When the special agent leading the FBI’s response to a church shooting in Sutherland Springs, Texas, arrived on the scene in 2017 to join local police in assessing the crisis—in which a gunman killed 26 people before being shot dead—he made quick determinations about which FBI assets to deploy.
Special agent bomb technicians and evidence response teams from the FBI’s San Antonio Field Office were already on scene supporting the Texas Rangers, the state law enforcement agency leading the investigation. Their job was to secure the crime scene, determine what happened, and collect evidence to support the investigation. And victim specialists from the nearest FBI office were already beginning to coordinate with local agencies in the rural area to support the victims and their families.
But it was quickly evident after the November 5, 2017, shooting that the sheer magnitude of the incident would require a surge of resources to assist survivors, witnesses, and the families of the injured and deceased. So Christopher Combs, the special agent in charge of the San Antonio FBI, called up what he described as one of the Bureau’s key “crisis assets”—the Victim Services Response Team (VSRT), a specially trained cadre of FBI personnel whose primary function is to address the needs of victims in mass casualty events.
The FBI’s VSRT, which includes victim specialists, agents, and analysts from around the country, was established in 2005 to provide support for victims in large-scale events. Team members generally work their regular jobs within the Bureau but are on call.
Once on the ground for a deployment, the team engages with victims and families to assess their immediate needs and provides crisis intervention and other forms of emergency assistance. They work with local agencies to staff family assistance centers and support victims during investigative interviews.
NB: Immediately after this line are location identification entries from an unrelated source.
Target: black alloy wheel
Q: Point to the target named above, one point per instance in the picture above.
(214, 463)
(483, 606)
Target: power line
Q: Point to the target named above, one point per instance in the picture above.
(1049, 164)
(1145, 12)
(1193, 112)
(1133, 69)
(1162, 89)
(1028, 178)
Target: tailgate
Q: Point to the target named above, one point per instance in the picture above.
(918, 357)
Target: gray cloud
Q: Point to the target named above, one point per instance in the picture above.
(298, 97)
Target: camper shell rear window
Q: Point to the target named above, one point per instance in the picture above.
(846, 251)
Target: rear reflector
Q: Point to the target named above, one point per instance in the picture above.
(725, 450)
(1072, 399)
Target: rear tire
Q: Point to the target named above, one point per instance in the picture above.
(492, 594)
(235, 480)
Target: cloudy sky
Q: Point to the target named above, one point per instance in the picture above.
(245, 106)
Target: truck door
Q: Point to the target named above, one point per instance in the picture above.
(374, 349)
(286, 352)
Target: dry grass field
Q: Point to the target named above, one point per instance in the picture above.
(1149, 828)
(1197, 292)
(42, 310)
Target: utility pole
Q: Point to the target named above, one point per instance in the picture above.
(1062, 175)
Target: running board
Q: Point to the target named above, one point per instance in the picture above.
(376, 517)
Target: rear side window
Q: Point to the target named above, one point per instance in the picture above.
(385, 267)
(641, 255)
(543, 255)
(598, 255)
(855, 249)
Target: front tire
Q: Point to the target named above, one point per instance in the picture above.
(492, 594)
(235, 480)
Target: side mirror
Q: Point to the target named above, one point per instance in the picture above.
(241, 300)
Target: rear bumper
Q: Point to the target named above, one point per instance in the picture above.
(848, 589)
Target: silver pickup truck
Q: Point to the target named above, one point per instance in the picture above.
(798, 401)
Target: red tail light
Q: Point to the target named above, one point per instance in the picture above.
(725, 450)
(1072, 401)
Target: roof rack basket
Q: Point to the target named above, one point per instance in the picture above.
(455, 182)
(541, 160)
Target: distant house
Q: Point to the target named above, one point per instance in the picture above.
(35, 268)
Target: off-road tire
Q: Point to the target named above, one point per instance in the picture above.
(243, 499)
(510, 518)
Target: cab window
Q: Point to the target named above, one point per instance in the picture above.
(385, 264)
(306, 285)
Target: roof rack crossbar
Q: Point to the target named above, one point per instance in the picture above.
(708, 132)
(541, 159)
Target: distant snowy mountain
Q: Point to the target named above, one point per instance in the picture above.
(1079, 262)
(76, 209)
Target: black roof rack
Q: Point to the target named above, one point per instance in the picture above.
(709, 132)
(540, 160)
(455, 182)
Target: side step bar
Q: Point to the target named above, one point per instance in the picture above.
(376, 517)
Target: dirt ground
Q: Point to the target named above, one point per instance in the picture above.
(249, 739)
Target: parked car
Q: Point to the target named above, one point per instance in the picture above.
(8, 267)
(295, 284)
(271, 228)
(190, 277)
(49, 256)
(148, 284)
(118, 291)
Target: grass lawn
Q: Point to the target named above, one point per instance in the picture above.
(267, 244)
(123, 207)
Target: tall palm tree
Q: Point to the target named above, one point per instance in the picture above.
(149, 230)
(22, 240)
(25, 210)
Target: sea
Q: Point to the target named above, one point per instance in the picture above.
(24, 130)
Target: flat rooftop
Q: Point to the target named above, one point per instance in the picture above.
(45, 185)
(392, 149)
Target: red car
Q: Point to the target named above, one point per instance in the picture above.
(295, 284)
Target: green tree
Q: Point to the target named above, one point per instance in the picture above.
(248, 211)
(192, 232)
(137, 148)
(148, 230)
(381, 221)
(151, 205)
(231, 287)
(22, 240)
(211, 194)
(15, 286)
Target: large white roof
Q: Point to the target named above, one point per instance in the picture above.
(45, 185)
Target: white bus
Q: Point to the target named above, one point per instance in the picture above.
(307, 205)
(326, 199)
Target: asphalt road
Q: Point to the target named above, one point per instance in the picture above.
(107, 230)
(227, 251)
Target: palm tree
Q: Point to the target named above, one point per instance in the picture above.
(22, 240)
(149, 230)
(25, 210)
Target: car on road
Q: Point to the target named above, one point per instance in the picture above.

VSRT members also work closely with the Bureau’s Evidence Response Teams (ERTs) to collect, manage, clean, and return personal effects—items not considered evidence—collected from crime scenes.
“They’re as important to the active shooter response for the Bureau as the ERTs,” said Combs. He said the VSRT presence in Sutherland Springs meant his trained agents could focus all their attention on investigating the crime scene while a similarly trained team attended entirely to the victims. “To have a team that’s so specialized, I knew that they had just taken that entire piece off the table and were going to handle that for me,” Combs said.
The FBI’s Victim Services Division (VSD) manages the VSRT program and provides specialized training for team members, who serve three-year terms and are on call for a month at a time. Each deployment team includes a mix of victim specialists, agents, and analysts; the size of the team depends on the scope of the mass casualty event. The mass shooting in Las Vegas in October 2017, for example, required an unprecedented response because of the large number of victims, including 59 killed and more than 850 injured. Additionally, VSRT works with local agencies to reach out to people who were present but not injured at mass casualty events. They may be eligible to receive services, including counseling, and might also have information that can assist an investigation.
Since its inception in 2005 as the Victim Assistance Rapid Deployment Team, VSRT has responded to 24 mass casualty events, including the Boston Marathon bombing in 2013, the Pulse nightclub shooting in 2016, and the San Bernardino shooting in California in 2015. The team’s most recent response was last November, when 13 people were killed at the Borderline Bar and Grill in Thousand Oaks, California.
Aaron Rouse, special agent in charge of the FBI’s Las Vegas Field Office, said having an experienced team focused on serving victims—and all the logistics that entails—is a valuable component to an FBI response. The shooting on the Las Vegas strip occurred during a crowded outdoor concert, which led not only to a large number of casualties but also an enormous collection of personal effects that were left behind when people scrambled for safety. VSRT members worked with evidence collection teams to identify thousands of hats, phones, boots, chairs, and other personal items and match them with their owners.
“They understand better than most departments what’s going to have to be laid out in order for the victims to get the proper assistance,” Rouse said. “What they learned from Las Vegas was an evolution from the Pulse nightclub, from the Boston bombing, from San Bernardino. And in each one of these cases, we’re pushing envelopes that we didn’t push before. And we’re getting a better understanding of what is it going to take to get a large group of people through this event.”